Thanks for the responses here. My original question posed two ideas: (i) a possible auto trait to signal that completion has been considered; and (ii) an enhancement to the Future documentation providing assurance around completion.

Considering the second option for the moment, and given what the Future doc states right now:

A future represents an asynchronous computation.

...would developers of async functions benefit from having the sentence extended per:

A future represents an asynchronous computation that must complete.

i.e would this statement help developers of Rust async functions then think more about completion?

Yes, so long as you use dyn Any + Send everything is fine, it's only dyn Any that it would be bad to share cross-thread. But if you only send dyn Any + Send cross-thread, then why did you claim that

since that's not true? (The lack of) Send is, in fact, a strong guarantee made by the standard library, and breaking that guarantee easily leads to UB in safe code.

"typically expected to complete" is the strongest wording that I could see being adopted. "Must" is too strong, when I can already trivially write loop { rt::sleep(1).await } the same way I can write loop { os::sleep(1); } in sync code. In fact, it's not even terribly uncommon for an async application's main function to be shaped as rt::block_on(async loop { do_work().await; }) -- the "main" task is an infinite loop awaiting spawned tasks, the same as the main thread blocking on effectively-infinitely-running threads.

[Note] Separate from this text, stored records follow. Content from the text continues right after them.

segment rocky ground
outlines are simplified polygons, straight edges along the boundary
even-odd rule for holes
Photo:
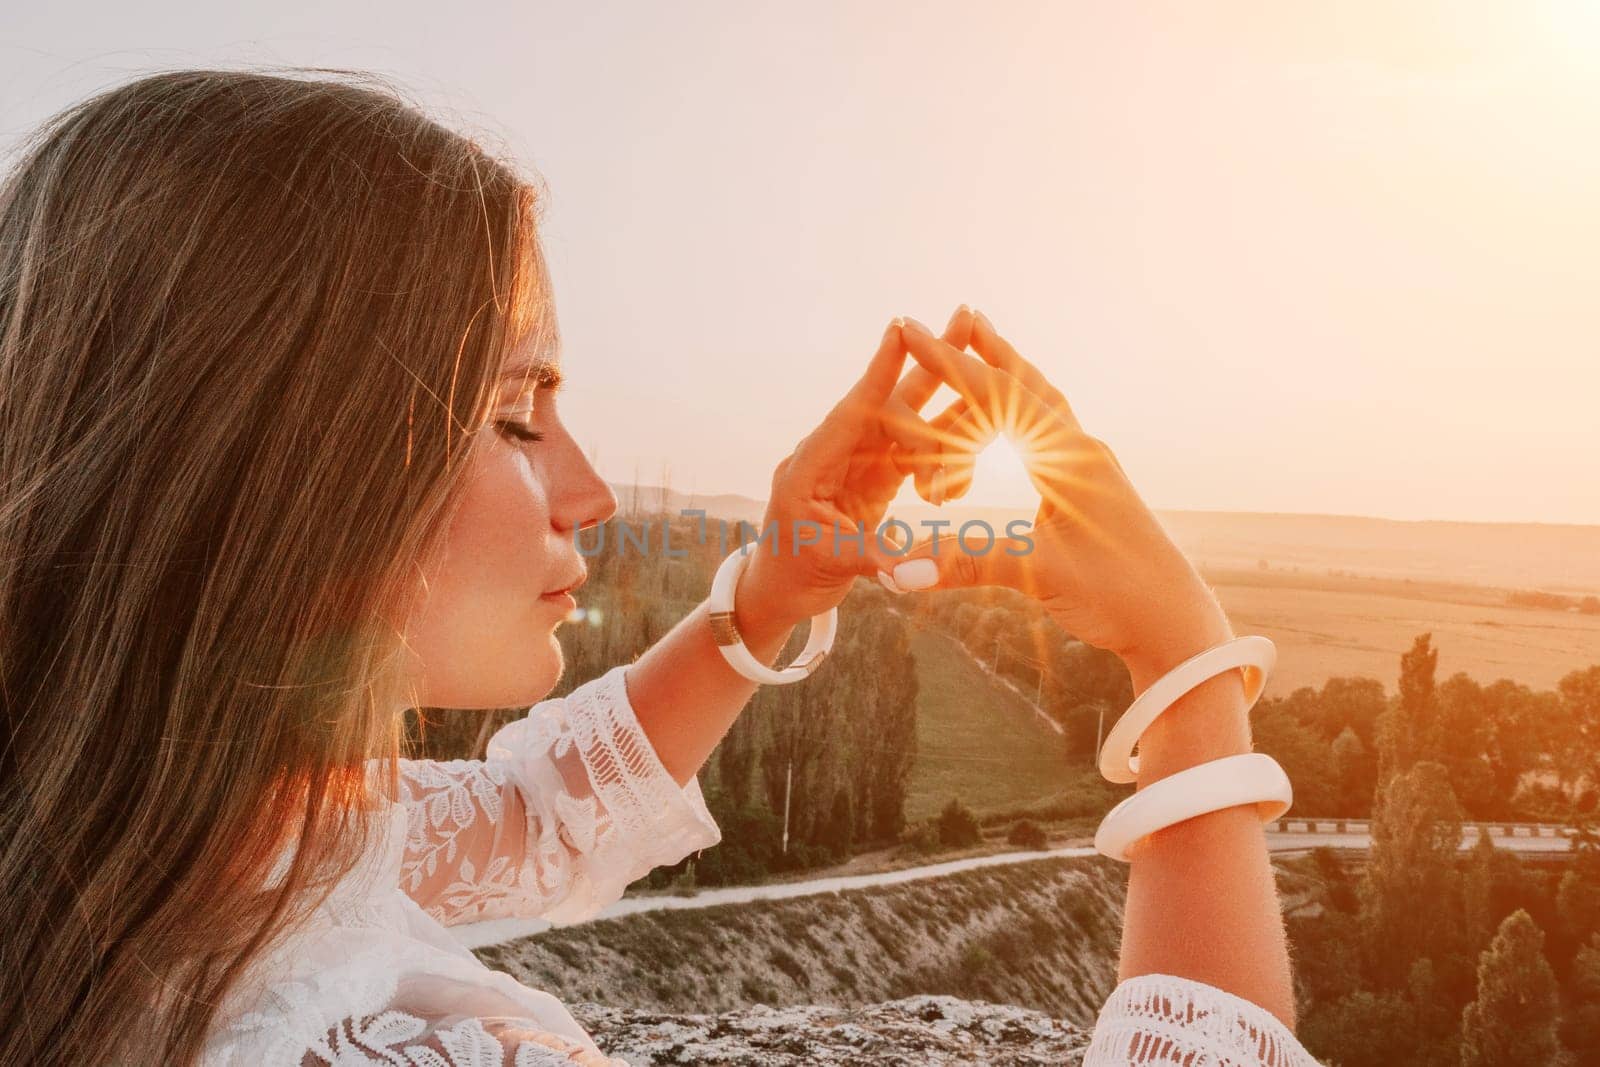
[[[1060,1067],[1082,1059],[1089,1035],[1042,1012],[948,996],[906,997],[858,1008],[740,1008],[716,1015],[573,1005],[610,1055],[638,1067]]]
[[[1279,860],[1297,906],[1313,883]],[[1078,1064],[1116,984],[1125,865],[1051,858],[641,912],[475,949],[657,1064]]]

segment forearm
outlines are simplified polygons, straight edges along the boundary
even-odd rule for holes
[[[773,666],[795,623],[735,591],[734,625],[756,659]],[[687,785],[759,684],[735,671],[711,636],[705,601],[627,670],[628,702],[667,771]]]
[[[1220,616],[1164,649],[1126,660],[1135,695],[1233,633]],[[1162,713],[1139,741],[1138,787],[1251,751],[1244,680],[1230,670]],[[1131,850],[1119,978],[1175,974],[1260,1004],[1291,1029],[1294,990],[1282,907],[1254,805],[1186,819]]]

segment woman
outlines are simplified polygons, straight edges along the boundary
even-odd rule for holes
[[[716,844],[695,774],[755,684],[702,604],[540,699],[574,534],[616,501],[556,413],[536,206],[349,77],[160,74],[28,145],[0,192],[0,1062],[612,1062],[444,926],[591,916]],[[962,400],[924,422],[941,380]],[[885,331],[768,521],[875,527],[1000,418],[1047,446],[1034,554],[757,553],[752,650],[897,567],[1039,597],[1136,689],[1229,635],[1109,451],[965,311]],[[1239,690],[1163,716],[1141,784],[1248,750]],[[398,756],[406,708],[527,705],[485,760]],[[1152,835],[1090,1062],[1310,1062],[1278,916],[1254,813]]]

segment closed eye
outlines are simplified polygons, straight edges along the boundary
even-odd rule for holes
[[[520,422],[511,422],[506,419],[501,419],[495,423],[495,426],[500,429],[501,433],[509,434],[519,441],[544,440],[544,434],[540,433],[538,430],[530,430],[527,426]]]

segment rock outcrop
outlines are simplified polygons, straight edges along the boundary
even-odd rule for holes
[[[947,996],[714,1015],[570,1007],[602,1048],[637,1067],[1061,1067],[1079,1063],[1089,1043],[1086,1031],[1043,1012]]]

That said, it is generally expected that if someone gives you impl Future to .await, it will yield a value at some point. future.await is basically identical to callback() in completion expectation: generally, modulo bugs, functions should complete some unit of work and report that via return value (or modification of captured state).

If anything, it would help developers think less about completion. If you're guaranteed (for some level of guarnateed) that anything you .await will complete, there's no need to worry about it not completing. Futures are already supposed to return Polling "reasonably quickly", and not do any CPU intensive or blocking work in poll.

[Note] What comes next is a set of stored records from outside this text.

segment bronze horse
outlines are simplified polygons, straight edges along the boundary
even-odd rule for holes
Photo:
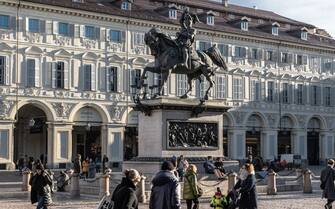
[[[220,50],[215,45],[205,51],[192,50],[189,65],[191,67],[188,69],[180,65],[180,49],[177,43],[169,36],[161,33],[159,29],[152,28],[145,34],[144,41],[150,47],[151,54],[155,57],[155,66],[144,68],[141,75],[140,88],[144,85],[147,72],[161,74],[161,82],[158,86],[159,94],[161,94],[164,83],[167,81],[170,73],[186,74],[188,90],[180,98],[187,98],[188,94],[192,91],[192,80],[200,80],[200,76],[204,75],[209,86],[203,99],[208,100],[208,93],[214,85],[211,77],[216,70],[215,65],[227,70],[227,65]]]

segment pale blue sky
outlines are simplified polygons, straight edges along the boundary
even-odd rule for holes
[[[229,2],[270,10],[325,29],[335,37],[335,0],[229,0]]]

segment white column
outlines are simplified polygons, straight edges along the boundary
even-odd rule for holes
[[[231,159],[245,159],[245,129],[232,129],[228,132],[228,156]]]
[[[320,160],[334,157],[334,133],[323,131],[320,133]]]
[[[14,170],[14,135],[11,121],[0,124],[0,146],[0,163],[6,164],[6,170]]]
[[[273,160],[278,156],[278,132],[265,130],[261,134],[261,155],[264,160]]]
[[[292,131],[292,152],[301,155],[301,159],[307,159],[307,132],[305,129]]]

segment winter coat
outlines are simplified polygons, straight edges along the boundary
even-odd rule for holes
[[[228,206],[228,201],[227,201],[227,197],[222,195],[221,197],[217,197],[216,195],[214,195],[211,198],[211,207],[213,207],[214,209],[224,209],[227,208]]]
[[[234,189],[239,189],[241,199],[239,209],[257,209],[256,177],[249,174],[245,180],[239,180]]]
[[[114,208],[117,209],[138,209],[138,200],[136,196],[136,186],[128,179],[123,178],[112,195]]]
[[[87,173],[88,172],[88,167],[89,167],[89,162],[87,160],[84,160],[82,163],[82,167],[83,167],[83,172]]]
[[[30,179],[31,185],[30,200],[31,204],[38,202],[38,196],[44,198],[44,203],[49,205],[52,202],[51,188],[52,180],[47,172],[43,171],[41,175],[37,173]]]
[[[325,189],[322,192],[322,197],[330,200],[335,200],[335,186],[334,186],[335,170],[332,167],[327,166],[327,168],[321,171],[320,180],[321,182],[326,182]]]
[[[180,184],[170,171],[158,172],[152,180],[150,209],[181,209]]]
[[[197,174],[188,170],[184,175],[183,199],[194,200],[199,197]]]

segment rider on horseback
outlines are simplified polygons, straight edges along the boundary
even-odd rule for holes
[[[176,42],[182,54],[181,66],[186,68],[191,67],[191,53],[192,45],[194,43],[194,37],[196,34],[195,29],[192,27],[194,23],[200,22],[199,18],[195,14],[191,14],[189,9],[186,7],[182,17],[180,19],[181,29],[177,32]]]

Just as one final example, consider a future whose task is to read some e.g. TCP packet group. If it reads a header saying that three more packets are coming, and then the other side of the connection never sends the last packet (for one reason or another), the future is never going to yield, as it's never done waiting (for what isn't going to come). Whatever network primitive shouldn't be forced to include a timeout to conform to the API expectations of the "can be .awaited" trait. Instead, if a library wants to provide a safer interface, then the raw task should be wrapped in a layer that selects over the primitive or a timeout. (Or, well, in reality you want a combination of smart between-packet timeouts as well as a global timeout or otherwise accepting a steady but kinda slow connection while refusing maliciously slow ones, but that's a lot more complicated.)

So I feel the real solution to your OP stated concern,

is to just not wait to receive the next message until the first one is done polling. The whole point of async is being able to parallelize the waiting; not starting to poll the next message because you haven't finished processing the prior one defeats the purpose.

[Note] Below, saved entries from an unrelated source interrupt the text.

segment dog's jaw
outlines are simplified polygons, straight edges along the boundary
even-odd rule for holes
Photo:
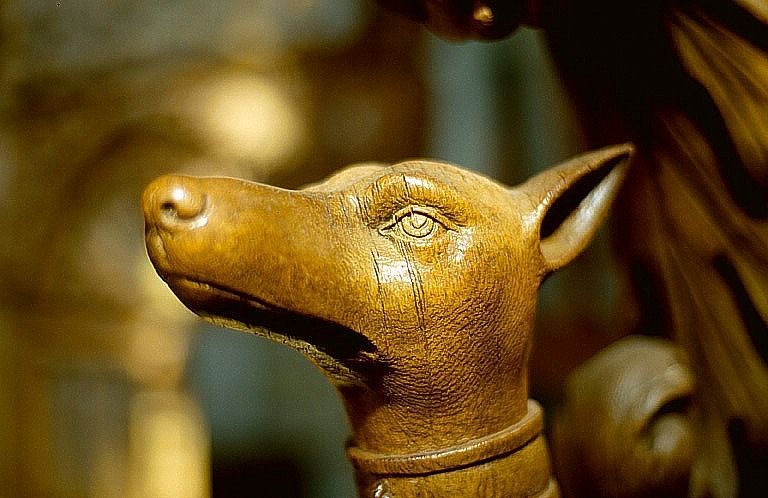
[[[374,345],[342,325],[302,316],[216,284],[178,275],[161,274],[161,278],[203,320],[299,351],[339,387],[364,386],[363,372],[373,369],[377,361]]]

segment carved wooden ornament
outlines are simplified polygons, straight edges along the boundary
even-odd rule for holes
[[[147,249],[195,313],[334,383],[360,496],[558,496],[528,399],[536,292],[587,245],[631,152],[514,188],[425,160],[301,190],[165,176],[144,193]]]
[[[614,349],[572,386],[582,394],[627,388],[603,419],[615,425],[590,418],[564,432],[597,427],[622,443],[607,448],[587,437],[579,446],[579,438],[568,438],[560,449],[576,453],[562,455],[575,466],[566,473],[584,486],[576,492],[563,479],[563,488],[586,498],[671,496],[672,489],[681,497],[768,496],[768,1],[379,2],[449,38],[499,38],[518,24],[542,28],[589,143],[629,138],[638,146],[613,237],[638,309],[631,331],[672,339],[695,379],[698,413],[688,423],[696,450],[673,458],[688,451],[675,431],[679,447],[641,448],[647,434],[630,421],[643,420],[651,407],[640,417],[616,415],[627,398],[653,397],[659,387],[650,379],[631,388],[621,382],[627,365],[610,355],[626,355]],[[669,358],[664,349],[656,351],[657,365]],[[606,365],[616,372],[607,375]],[[588,374],[591,368],[601,375]],[[689,384],[680,380],[660,389],[674,397]],[[576,388],[580,381],[602,386]],[[563,420],[583,422],[579,414],[594,408],[591,399],[569,400],[573,412]],[[667,418],[669,407],[656,408]],[[627,458],[635,443],[639,453]],[[690,464],[686,486],[679,485],[683,462]],[[587,475],[606,477],[590,484]],[[663,486],[662,476],[670,479]]]

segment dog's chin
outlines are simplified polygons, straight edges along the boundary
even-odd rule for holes
[[[253,296],[185,277],[164,280],[193,312],[214,325],[250,332],[304,354],[339,385],[364,384],[376,347],[343,325],[293,313]]]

Keep in mind, you don't have to always immediately .await when you call an async fn. Again, that defeats the point of async. The point is to poll as many tasks as you can reasonably get concurrent, concurrently. And if managing polling all of them is difficult, that's the whole reason your runtime exists and has rt::spawn: to collect multiple tasks to be run concurrently. (The ecosystem sorely wants some standard runtime-agnostic way to spawn(impl Future) -> impl Future, as it's the way to go from "lazy" to "eager" futures.)


And again, any discussion of completion runs dangerously close to accidentally reinforcing people's (expectation? hope? desire?) notion that futures are polled through completion (unless explicitly cancelled, which would be a panic, I guess? Or otherwise an unwind like... Drop is for the async stack).

I stated:

there's nothing guaranteed about Send as I can cast to an Any and add Send to a channel

...meaning dyn Any + Send. Sorry for not being clearer.